Molecular and cellular barriers limiting the effectiveness of antisense oligonucleotides

Charles M Roth  1
Affiliations

Molecular and cellular barriers limiting the effectiveness of antisense oligonucleotides

Charles M Roth. Biophys J. 2005 Oct.

Abstract

Antisense oligonucleotides present a powerful means to inhibit expression of specific genes, but their effectiveness is limited by factors including cellular delivery, biochemical attack, and poor binding to target. We have developed a systems model of the processes required for an antisense oligonucleotide to enter, gain access to its target mRNA, and exert activity in a cell.
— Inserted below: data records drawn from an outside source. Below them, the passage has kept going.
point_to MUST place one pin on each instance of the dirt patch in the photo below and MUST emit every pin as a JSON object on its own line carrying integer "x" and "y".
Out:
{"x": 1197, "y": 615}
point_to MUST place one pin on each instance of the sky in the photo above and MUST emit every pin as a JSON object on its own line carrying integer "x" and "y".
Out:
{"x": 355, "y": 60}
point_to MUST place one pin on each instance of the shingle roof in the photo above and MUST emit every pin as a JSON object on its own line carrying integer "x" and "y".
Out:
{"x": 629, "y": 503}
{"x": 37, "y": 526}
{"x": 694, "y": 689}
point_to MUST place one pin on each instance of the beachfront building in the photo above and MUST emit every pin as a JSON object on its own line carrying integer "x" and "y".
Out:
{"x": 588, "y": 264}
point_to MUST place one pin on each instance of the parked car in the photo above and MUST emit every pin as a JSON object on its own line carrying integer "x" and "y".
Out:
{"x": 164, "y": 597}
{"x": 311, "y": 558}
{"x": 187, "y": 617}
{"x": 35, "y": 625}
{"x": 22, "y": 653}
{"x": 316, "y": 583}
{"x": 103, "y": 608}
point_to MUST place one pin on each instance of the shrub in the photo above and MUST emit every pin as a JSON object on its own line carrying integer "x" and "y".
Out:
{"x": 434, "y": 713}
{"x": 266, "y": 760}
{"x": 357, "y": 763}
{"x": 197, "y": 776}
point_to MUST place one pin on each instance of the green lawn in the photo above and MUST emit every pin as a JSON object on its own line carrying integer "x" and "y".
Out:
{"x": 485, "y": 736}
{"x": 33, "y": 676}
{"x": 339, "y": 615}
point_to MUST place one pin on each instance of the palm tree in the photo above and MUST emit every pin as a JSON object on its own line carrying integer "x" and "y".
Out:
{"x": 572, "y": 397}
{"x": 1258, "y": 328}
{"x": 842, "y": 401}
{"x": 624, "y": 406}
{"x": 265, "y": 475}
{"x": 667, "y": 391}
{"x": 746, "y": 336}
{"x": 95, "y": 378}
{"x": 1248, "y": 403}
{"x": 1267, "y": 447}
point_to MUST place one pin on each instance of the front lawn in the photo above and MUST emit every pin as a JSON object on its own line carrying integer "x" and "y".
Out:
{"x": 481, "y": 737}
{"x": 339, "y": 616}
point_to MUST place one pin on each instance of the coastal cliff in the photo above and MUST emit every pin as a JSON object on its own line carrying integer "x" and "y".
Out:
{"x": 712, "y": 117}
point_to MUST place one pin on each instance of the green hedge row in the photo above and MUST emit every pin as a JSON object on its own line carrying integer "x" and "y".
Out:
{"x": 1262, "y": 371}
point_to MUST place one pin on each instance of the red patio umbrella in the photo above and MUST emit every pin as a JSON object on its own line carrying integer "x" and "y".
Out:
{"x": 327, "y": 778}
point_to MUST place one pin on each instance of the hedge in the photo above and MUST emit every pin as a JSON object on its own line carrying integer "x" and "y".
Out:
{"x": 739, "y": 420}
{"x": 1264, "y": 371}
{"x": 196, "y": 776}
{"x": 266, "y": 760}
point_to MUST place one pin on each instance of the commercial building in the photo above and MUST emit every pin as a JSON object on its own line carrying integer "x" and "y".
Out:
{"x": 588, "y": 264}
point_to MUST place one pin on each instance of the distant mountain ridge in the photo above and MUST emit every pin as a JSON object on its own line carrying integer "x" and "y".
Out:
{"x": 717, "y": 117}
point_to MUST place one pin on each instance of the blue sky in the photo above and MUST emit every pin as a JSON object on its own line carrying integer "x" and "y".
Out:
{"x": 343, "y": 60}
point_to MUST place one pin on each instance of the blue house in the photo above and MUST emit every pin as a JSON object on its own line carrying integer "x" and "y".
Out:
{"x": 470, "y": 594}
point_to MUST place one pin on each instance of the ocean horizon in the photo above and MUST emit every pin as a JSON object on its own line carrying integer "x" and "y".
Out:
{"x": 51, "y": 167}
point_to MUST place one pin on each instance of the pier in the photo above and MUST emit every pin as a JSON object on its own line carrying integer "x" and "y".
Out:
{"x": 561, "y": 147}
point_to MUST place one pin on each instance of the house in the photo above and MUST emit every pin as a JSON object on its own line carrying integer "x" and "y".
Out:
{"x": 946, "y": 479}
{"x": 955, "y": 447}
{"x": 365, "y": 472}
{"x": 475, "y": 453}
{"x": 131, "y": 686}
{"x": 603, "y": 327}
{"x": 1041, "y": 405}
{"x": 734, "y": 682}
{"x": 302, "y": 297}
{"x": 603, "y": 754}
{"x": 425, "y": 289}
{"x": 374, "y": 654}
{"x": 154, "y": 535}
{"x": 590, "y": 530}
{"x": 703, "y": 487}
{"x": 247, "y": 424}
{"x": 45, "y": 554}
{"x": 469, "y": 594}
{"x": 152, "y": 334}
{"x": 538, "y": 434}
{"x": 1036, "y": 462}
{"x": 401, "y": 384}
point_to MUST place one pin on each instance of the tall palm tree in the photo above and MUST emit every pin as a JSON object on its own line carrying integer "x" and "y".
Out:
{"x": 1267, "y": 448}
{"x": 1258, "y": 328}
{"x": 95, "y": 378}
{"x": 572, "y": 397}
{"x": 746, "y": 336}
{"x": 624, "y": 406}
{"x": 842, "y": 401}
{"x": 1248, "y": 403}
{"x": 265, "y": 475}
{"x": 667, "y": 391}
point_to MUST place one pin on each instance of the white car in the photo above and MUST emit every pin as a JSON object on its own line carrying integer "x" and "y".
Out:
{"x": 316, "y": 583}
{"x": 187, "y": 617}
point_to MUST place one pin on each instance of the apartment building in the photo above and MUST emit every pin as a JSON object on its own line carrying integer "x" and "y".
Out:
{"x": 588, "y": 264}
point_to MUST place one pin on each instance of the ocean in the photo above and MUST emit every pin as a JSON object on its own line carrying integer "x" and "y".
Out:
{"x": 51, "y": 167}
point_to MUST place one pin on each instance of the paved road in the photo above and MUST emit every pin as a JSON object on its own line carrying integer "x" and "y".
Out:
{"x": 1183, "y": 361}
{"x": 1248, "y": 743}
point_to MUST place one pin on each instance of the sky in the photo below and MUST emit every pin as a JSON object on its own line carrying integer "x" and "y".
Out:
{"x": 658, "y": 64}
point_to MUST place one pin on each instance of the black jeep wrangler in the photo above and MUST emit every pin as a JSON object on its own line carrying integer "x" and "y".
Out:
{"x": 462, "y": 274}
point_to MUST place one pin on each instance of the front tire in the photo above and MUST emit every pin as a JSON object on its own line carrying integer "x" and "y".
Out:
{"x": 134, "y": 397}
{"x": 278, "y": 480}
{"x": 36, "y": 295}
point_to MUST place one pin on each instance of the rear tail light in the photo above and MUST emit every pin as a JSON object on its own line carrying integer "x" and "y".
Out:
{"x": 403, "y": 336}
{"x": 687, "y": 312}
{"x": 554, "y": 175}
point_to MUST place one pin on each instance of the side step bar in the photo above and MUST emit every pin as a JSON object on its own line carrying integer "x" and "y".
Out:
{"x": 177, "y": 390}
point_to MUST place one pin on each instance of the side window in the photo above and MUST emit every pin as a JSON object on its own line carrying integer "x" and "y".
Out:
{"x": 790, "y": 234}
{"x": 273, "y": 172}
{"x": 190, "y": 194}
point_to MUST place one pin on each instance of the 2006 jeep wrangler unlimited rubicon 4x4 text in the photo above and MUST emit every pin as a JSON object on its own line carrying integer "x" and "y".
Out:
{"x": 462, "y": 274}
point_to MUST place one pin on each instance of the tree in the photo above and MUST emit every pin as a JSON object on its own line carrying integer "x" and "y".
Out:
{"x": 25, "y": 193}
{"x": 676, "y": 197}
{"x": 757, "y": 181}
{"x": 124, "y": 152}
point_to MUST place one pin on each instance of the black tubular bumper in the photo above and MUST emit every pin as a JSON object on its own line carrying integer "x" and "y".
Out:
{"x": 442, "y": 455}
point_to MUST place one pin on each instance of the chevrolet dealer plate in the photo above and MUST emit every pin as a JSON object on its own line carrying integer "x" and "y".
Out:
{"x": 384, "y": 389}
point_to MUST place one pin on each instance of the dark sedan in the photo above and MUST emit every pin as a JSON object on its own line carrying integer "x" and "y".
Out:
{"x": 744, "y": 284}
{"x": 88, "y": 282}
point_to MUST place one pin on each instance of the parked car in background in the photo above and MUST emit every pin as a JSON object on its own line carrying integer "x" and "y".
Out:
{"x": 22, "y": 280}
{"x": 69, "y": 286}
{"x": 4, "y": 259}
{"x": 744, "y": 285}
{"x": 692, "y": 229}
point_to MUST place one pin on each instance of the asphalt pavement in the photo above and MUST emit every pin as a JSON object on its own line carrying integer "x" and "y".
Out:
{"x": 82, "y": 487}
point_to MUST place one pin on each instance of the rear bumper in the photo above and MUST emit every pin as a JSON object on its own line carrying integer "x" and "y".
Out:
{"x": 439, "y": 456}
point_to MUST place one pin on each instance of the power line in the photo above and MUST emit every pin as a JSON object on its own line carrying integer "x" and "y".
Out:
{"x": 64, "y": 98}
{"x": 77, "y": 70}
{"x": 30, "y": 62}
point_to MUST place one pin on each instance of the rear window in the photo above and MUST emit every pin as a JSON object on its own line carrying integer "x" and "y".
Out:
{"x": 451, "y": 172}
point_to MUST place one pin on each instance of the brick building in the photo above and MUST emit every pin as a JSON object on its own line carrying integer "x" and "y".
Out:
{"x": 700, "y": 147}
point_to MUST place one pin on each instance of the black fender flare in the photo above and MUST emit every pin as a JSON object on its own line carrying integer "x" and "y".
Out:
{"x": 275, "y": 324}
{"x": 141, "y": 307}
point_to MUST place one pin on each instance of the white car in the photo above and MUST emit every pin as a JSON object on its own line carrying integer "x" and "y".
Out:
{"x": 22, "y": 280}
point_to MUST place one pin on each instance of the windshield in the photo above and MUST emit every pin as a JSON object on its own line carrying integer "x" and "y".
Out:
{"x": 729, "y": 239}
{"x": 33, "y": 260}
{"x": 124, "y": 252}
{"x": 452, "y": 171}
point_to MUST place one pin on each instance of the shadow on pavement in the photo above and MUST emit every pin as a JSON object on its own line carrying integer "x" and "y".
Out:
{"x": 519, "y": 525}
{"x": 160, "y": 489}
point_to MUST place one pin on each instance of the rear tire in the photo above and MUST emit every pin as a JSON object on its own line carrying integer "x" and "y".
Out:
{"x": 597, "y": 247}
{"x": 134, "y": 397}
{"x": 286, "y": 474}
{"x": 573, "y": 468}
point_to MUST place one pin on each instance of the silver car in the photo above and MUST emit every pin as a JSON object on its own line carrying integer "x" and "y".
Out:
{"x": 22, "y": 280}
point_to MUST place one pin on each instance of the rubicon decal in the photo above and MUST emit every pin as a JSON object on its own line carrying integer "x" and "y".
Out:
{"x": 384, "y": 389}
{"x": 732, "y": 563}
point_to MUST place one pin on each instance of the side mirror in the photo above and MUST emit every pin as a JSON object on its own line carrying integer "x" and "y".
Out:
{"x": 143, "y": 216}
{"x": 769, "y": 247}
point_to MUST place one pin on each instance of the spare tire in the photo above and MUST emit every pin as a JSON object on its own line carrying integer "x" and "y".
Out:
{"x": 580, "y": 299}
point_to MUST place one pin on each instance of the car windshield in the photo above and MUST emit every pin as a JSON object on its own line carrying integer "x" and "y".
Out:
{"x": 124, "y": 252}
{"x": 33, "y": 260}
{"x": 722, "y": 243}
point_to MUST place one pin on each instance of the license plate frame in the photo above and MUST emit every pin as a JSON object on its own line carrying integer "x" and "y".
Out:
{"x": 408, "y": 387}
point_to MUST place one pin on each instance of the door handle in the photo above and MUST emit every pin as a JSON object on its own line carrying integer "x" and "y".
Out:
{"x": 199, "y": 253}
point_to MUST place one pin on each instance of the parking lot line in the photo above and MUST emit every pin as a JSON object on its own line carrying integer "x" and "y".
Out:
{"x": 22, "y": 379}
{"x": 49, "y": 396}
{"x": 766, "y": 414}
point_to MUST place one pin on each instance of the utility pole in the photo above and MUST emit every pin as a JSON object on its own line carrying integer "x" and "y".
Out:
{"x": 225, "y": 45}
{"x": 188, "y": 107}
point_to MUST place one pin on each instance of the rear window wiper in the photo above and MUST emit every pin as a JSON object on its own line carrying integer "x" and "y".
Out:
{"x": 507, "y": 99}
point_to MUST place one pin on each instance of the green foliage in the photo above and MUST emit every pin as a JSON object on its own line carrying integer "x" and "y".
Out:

The model accurately mimics observed trends in antisense effectiveness with the stability of the oligonucleotide backbone and with the affinity/kinetics of binding to the mRNA over the time course of inhibition. By varying the model parameters within the physically realizable range, we note that the major molecular and cellular barriers to antisense effectiveness are intracellular trafficking, oligonucleotide-mRNA binding rate, and nuclease degradation of oligonucleotides, with a weaker dependence on total cellular uptake than might be expected. Furthermore, the model may serve as a predictive tool to design and test strategies for the cellular use of antisense oligonucleotides. The use of integrated mathematical modeling can play a significant role in the development of antisense and related technologies.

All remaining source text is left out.